Feedback Inhibition in Nitrogen Metabolism
The biosynthetic pathways that produce amino acids and the bases of nucleotides (purines and pyrimidines) are long and complex, requiring a large investment of energy by the organism. If there is a high level of some end product, such as an amino acid or a nucleotide, the cell saves energy by not making that compound. However, the cell needs a signal to tell it to stop producing more of that particular compound. The signal is frequently part of a feedback inhibition mechanism, in which the end product of a metabolic pathway inhibits an enzyme at the beginning of the pathway. We saw an example of such a control mechanism. This enzyme catalyzes one of the early stages of pyrimidine nucleotide biosynthesis, and it is inhibited by the end product of that pathway—namely, cytidine triphosphate (CTP). Feedback inhibition is frequently encountered in the biosynthesis of amino acids and nucleotides. Another prime example of allosteric regulation by feedback inhibition is found in the activity of the enzyme glutamine synthetase, one of the key enzymes in amino acid biosynthesis (Figure 23.4). Nine allosteric inhibitors are involved here (glycine, alanine, serine, histidine, tryptophan, CTP, AMP, carbamoyl phosphate, and glucosamine-6-phosphate).

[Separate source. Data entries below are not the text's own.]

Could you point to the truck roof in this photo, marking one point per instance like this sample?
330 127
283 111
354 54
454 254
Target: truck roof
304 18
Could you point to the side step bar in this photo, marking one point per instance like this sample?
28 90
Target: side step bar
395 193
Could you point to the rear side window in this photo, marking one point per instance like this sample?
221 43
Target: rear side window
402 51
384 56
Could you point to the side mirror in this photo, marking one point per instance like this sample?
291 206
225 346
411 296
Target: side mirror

Glycine, alanine, and serine are key indicators of amino acid metabolism in the cell. Each of the other six compounds represents an end product of a biosynthetic pathway that depends on glutamine. Feedback inhibition is very effective because a single product molecule can inhibit an enzyme capable of synthesizing many hundreds or thousands of product molecules.
Because the biosynthetic pathways for many nitrogen-containing com-pounds are long and complex, organisms save energy by inactivating these pathways when the compounds in question are not needed. This is frequently achieved by feedback inhibition.